I am not anti-solar or anti-renewable energy. I am a co-inventor on several solar energy inventions, and my company has done a number of others with other inventors. We also have inventions in other forms of carbon-free energy production, energy conservation, and transmission. But Romm interprets my remarks as an “amateur takedown of solar” which he had to attack.
It’s taken me an awful lot of words to respond to just one of Romm’s many ravings, and I can’t tackle them all here. Sometimes he takes things out of context, as he does above. Other times he just blasts with crude broadsides of “sheer illogic,” “patent nonsense,” and the like without any argument at all. The unfortunate asymmetry is that it is much easier for him to throw stuff on the wall to see if it sticks than it is to carefully write on the wall with explanations and arguments.
Strangely, he gives comparatively little attention to the main point of the chapter, which is geoengineering. His primary objection is that it might cause some as-yet-unknown harm or unintended consequence. And I agree, which is why SuperFreakonomics says this:

Nor is he arguing for an immediate deployment of Budyko’s Blanket — but, rather, that technologies like it be researched and tested so they are ready to use if the worst climate predictions were to come true.

The way you deal with things you don’t know about is to research them! That’s what we are advocating. Through that process we would get a much better understanding of what, if any, harms would come from the geoengineering solution.
But before we get too worried about the potential harms, let’s get a grip. Geoengineering is proposed only as a last resort to try to reduce or cope with the even greater harms of global warming! The global-warming community has treated us to one scary scenario after another. Some are predicted by the science, some are extrapolations beyond current science, and some are not much better than wild guesses, but they could happen. Should we fail at cutting enough and those things occur, geoengineering might offer a better option.
It is very tempting to dismiss Romm as just another angry blogger. The Internet is full of them, and they blog on all sorts of issues. The problem here is not just about his posts and the SuperFreakonomics book; there is a larger issue at work.
This kind of attack makes it very difficult for people to suggest new ideas. I have thick enough skin to laugh it off when Romm attacks me, but plenty of people don’t. The politicization of science has a terrible impact on the unfettered discourse of ideas that is so important to making progress. This has been a big impediment to geoengineering. Serious climate scientists who are privately interested in geoengineering are loathe to discuss it publicly because they worry that somebody like Romm will attack and ridicule them if they do. Indeed, part of the reason I chose to work on geoengineering and chose to go public about it is to try to get the topic to be more widely discussed.

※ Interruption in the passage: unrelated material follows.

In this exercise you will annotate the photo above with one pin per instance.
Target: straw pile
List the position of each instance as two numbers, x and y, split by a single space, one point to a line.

The point of the chapter in SuperFreakonomics is that geoengineering might be good insurance in case we don’t get global warming under control. Nobody can tell you today exactly how much CO2 we can emit without causing grave environmental harm. Nobody can tell you at what point the world will find the political will, the money, and the technological innovation to solve the problem. In a situation like that, can the world afford to turn its back on what could be a promising approach should we fail with our other efforts?
That’s the question that SuperFreakonomics asks, and that is the question on which we should be focused.